Section: Application Domains

Safe Distributed Computations

Participants : Vincent Danjean, Thierry Gautier, Clément Pernet, Jean-Louis Roch.

Large scale distributed platforms, such as the GRID and Peer-to-Peer computing systems, gather thousands of nodes for computing parallel applications. At this scale, component failures, disconnections (fail-stop faults) or results modifications (malicious faults) are part of operation, and applications have to deal directly with repeated failures during program runs. Indeed, since failure rate in such platform is proportional to the number of involved resources, the mean time between failure is dramatically decreased on very large size architectures. Moreover, even if a middleware is used to secure the communications and to manage the resources, the computational nodes operate in an unbounded environment and are subject to a wide range of attacks able to break confidentiality or to alter the resources or the computed results. Beyond fault-tolerancy, yet the possibility of massive attacks resulting in an error rate larger than tolerable by the application has to be considered. Such massive attacks are especially of concern due to Distributed Denial of Service, virus or Trojan attacks, and more generally orchestrated attacks against widespread vulnerabilities of a specific operating system that may result in the corruption of a large number of resources. The challenge is then to provide confidence to the parties about the use of such an unbound infrastructure. The MOAIS team addresses two issues:

  • fault tolerance (node failures and disconnections): based on a global distributed consistent state , for the sake of scalability;

  • security aspects: confidentiality, authentication and integrity of the computations.

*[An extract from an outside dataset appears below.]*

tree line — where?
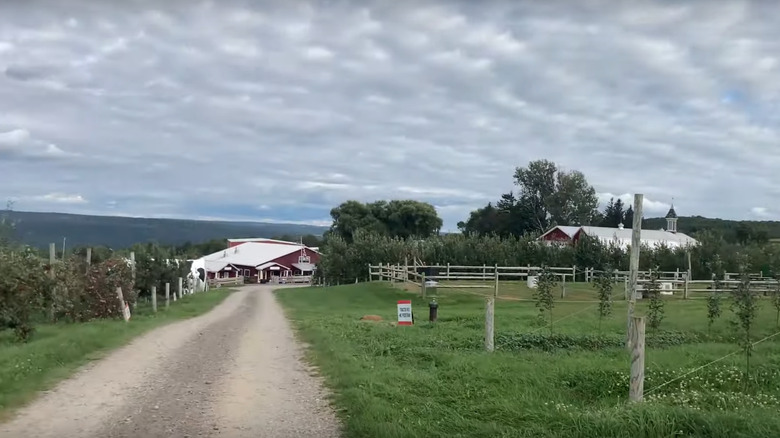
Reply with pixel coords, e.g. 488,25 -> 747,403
318,160 -> 780,282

Our approach to solve those problems is based on the efficient checkpointing of the dataflow that described the computation at coarse-grain. This distributed checkpoint, based on the local stack of each work-stealer process, provides a causally linked representation of the state. It is used for a scalable checkpoint/restart protocol and for probabilistic detection of massive attacks.

Moreover, we study the scalability of security protocols on large scale infrastructures. Within the SHIVA contract (global competitiveness cluster Minalogic in Grenoble) and in collaboration with C-S company, the Ph.D. of Ludovic Jacquin (coadvised with the PLANETE EPI) we developed a high-rate systematic ciphering platform based on the coupling of a multicore architecture with security components (FPGA and smart card) developed by industrial partners.